Asante has worked with laws firms both in Ghana and abroad including Scarlet Macaw Legal Practitioners, JLD & MB Legal Consultancy, and secondment to Fresh Fields Bruckhaus Derringer and NCTM Milan.

In 2017, she was one of two female lawyers selected by the Association of Law Firms in Italy to participate in a six-month professional development program, where she took courses in Sustainable Dispute Resolution and Sustainable Development & International Anti- Corruption.

Asante has also represented Ghana at the WIPO Intergovernmental meeting on traditional knowledge and traditional cultural expressions (folklore). Under her leadership, the National Folklore Board (NFB) has helped to the promote and protect Ghanaian folklore. In 2019, for the first time, Ghana celebrated the World Folklore Day, marking it with a three-day programme.
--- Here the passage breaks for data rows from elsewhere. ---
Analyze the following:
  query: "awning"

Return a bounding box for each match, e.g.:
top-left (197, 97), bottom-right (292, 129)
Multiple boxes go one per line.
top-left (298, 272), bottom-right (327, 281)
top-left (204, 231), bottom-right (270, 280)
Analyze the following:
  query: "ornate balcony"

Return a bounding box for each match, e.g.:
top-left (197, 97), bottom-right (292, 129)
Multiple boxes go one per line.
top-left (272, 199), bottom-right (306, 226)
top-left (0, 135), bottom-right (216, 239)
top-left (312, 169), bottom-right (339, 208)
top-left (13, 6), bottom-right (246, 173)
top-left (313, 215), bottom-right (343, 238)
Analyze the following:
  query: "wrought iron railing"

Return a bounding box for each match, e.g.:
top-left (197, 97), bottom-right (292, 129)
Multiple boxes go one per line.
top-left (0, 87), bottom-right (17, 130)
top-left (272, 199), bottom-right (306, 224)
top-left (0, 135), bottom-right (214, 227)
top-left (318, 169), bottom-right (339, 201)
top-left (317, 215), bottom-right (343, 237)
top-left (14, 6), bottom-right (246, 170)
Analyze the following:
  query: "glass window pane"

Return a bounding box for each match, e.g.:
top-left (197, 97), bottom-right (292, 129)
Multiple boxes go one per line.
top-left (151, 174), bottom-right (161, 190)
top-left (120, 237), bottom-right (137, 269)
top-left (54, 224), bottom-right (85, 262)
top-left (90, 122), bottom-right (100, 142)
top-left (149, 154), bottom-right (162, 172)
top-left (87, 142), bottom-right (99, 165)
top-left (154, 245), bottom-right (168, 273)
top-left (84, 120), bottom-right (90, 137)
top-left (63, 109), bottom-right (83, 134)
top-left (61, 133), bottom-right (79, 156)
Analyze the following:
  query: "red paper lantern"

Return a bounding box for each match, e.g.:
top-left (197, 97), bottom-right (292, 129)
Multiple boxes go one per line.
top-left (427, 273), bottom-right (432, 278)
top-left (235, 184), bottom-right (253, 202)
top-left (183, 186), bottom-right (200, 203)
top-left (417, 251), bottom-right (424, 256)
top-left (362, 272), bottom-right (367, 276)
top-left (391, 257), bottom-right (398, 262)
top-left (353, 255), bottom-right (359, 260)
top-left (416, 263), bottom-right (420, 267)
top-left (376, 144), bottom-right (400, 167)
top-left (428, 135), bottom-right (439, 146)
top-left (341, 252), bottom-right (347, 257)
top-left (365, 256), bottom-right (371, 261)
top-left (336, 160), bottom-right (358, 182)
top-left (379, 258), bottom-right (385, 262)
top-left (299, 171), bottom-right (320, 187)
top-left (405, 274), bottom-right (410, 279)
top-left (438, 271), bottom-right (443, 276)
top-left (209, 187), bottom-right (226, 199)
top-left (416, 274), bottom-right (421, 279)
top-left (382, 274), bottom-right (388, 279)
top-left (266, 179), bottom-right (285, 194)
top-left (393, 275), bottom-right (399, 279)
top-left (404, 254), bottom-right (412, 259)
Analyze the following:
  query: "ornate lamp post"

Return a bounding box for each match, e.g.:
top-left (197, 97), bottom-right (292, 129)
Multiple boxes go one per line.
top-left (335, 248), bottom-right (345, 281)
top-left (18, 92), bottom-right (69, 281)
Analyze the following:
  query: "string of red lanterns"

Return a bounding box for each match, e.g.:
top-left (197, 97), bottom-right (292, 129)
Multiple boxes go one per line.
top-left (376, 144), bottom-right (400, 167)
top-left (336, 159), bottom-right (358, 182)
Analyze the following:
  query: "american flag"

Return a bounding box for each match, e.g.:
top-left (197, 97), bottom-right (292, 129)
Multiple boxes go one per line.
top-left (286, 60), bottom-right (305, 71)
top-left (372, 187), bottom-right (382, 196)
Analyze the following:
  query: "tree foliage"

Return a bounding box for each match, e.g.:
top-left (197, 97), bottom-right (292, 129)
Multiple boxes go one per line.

As part of the plan to introduce Ghanaian folklore to the youth, the NFB also launched its folklore clubs in 2019.

Adjoa is a member of the Heritage Fund Committee.

== Achievements ==
Instrumental in the set-up of Creative Arts Rights Court and assisted in drafting a Memorandum to Creative Arts Bill.

Facilitation of UNESCO Needs Assessment of Ghana's Intangible Cultural Heritage Project

Secured NFB to be the focal institution for 2003 UNESCO Convention

Identifying/ licensing commercial users of Ghana's folklore

Establishment of Folklore Clubs in selected basic schools

Protection of Ghana's folklore from improper use (including correspondence with Marvel Studios on use of Kente and Adinkra symbols in the film Black Panther.)

Institution of the celebration of World Folklore Day in Ghana.